Auf eine Motion von Marion Schmid und Sofia Karakostas (beide SP) sowie von elf Mitunterzeichner:innen geht die Vorlage zurück, die den Erlass einer «Verordnung über die Erprobung von Betreuungs- und Hilfsmittelzuschüssen für AHV-Rentnerinnen und -Rentner mit Zusatzleistungen» verlangt. Diese Zuschüsse sollen bezwecken, dass diese Menschen trotz Betreuungs- und Hilfsbedarf weiter zu Hause wohnen und verfrühte Heimeintritte vermieden werden können, wie Kommissionssprecher Ruedi Schneider (SP) ausführte. In der Debatte zeigte sich, dass man sich über die Modalitäten uneins war: Josef Widler (Die Mitte) forderte unter anderem ein Maximum von 500 Franken pro Monat statt der veranschlagten 800 Franken. Doch bei allen sechs Änderungsanträgen setzte sich die links-grüne Mehrheit durch. Die Vorlage geht nun an die Redaktionskommission.

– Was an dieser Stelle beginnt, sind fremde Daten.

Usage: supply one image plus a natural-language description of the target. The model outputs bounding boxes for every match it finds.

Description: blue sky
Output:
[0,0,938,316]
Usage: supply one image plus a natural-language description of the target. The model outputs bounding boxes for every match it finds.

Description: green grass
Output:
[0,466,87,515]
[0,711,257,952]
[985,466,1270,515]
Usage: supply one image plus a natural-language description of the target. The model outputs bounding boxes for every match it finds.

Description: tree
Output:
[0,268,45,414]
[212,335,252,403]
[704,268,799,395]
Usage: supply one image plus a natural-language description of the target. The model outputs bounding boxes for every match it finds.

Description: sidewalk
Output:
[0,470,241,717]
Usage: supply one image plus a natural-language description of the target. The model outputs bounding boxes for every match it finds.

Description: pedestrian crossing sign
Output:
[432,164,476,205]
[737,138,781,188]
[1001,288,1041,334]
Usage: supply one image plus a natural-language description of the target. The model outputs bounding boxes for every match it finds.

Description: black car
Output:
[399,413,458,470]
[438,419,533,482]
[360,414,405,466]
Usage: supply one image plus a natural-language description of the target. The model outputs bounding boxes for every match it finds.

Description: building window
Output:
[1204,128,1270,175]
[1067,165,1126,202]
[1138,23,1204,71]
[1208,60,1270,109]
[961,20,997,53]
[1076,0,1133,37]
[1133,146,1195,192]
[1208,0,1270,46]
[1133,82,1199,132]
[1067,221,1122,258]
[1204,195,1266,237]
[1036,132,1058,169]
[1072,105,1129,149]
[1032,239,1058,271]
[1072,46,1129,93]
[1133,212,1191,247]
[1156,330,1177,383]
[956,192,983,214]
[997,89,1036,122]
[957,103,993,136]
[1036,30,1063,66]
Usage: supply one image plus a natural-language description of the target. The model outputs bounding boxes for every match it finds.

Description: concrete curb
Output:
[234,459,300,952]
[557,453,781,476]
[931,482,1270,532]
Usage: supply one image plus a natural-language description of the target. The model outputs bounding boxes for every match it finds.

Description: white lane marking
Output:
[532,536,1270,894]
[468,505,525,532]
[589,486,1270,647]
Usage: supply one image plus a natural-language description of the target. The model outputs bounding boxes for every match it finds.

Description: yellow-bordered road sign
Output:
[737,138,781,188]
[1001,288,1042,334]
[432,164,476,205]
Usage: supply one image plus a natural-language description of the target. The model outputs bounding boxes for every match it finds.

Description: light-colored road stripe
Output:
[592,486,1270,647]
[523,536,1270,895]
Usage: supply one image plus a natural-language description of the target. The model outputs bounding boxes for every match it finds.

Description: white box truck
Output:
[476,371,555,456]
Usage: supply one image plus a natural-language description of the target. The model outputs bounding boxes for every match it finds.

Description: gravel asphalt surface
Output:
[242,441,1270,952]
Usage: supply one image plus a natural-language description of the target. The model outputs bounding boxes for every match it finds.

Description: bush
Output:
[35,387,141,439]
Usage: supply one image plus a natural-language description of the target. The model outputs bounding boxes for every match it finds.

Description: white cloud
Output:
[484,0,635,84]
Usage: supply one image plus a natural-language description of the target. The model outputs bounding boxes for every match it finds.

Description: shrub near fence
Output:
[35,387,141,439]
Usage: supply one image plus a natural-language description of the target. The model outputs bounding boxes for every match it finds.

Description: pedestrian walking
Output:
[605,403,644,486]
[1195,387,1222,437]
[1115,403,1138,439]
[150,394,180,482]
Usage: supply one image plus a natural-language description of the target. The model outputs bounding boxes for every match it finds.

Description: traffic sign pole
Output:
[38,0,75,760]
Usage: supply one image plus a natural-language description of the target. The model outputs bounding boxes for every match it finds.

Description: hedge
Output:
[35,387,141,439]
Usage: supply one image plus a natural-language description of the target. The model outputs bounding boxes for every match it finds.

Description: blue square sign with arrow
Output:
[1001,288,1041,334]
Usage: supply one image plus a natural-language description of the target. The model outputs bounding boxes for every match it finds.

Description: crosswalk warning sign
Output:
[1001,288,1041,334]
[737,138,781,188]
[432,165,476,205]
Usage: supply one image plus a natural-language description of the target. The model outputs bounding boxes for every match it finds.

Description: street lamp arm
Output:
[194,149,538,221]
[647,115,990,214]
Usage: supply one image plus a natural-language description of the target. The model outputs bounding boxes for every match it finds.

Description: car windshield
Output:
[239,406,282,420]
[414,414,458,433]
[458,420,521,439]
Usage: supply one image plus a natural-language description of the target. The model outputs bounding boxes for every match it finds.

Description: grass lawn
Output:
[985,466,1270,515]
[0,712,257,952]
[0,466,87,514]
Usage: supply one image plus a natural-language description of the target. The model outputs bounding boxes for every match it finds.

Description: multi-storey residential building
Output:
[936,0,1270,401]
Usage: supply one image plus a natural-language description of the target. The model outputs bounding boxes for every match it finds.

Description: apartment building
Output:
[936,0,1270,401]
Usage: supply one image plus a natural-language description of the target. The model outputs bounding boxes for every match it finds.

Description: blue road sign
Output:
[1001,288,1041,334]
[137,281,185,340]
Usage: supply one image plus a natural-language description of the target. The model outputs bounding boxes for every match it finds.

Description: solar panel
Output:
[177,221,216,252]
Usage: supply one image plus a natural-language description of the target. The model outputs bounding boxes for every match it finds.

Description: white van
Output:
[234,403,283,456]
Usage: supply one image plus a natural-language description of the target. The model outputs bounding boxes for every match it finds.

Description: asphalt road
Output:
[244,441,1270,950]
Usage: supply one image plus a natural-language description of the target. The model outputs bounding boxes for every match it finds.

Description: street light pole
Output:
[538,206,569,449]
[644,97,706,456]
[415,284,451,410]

Dafür, dass die Sitzung erst um halb elf Uhr zuende war, sorgte die SVP mit drei Postulaten zu «Strassenblockaden der Klima-Chaoten», zu einer «verursachergerechten Verrechnung der Kosten für Strassenblockaden» und zu einer «konsequenten Ahndung der Straftatbestände und der Störung des öffentlichen Verkehrs, die im Rahmen von Renovate Switzerland und Critical Mass begangen werden». Dazu nur soviel: Wenn die SVP weiterhin so viele Postulate einreicht – und wenn sich jedes Mal so viele Ratsmitglieder dadurch zu eigenen Voten provozieren lassen wie am Mittwoch –, dann muss der Rat bald jeden Samstag nachsitzen. Rein theoretisch wäre es zwar möglich, solche Vorstösse, die offensichtlich keine Mehrheit finden, einfach unkommentiert (oder natürlich auch nach ‹normal kurzer› Debatte …) abzulehnen. Aber «Parlament» kommt nun mal von «parlare»…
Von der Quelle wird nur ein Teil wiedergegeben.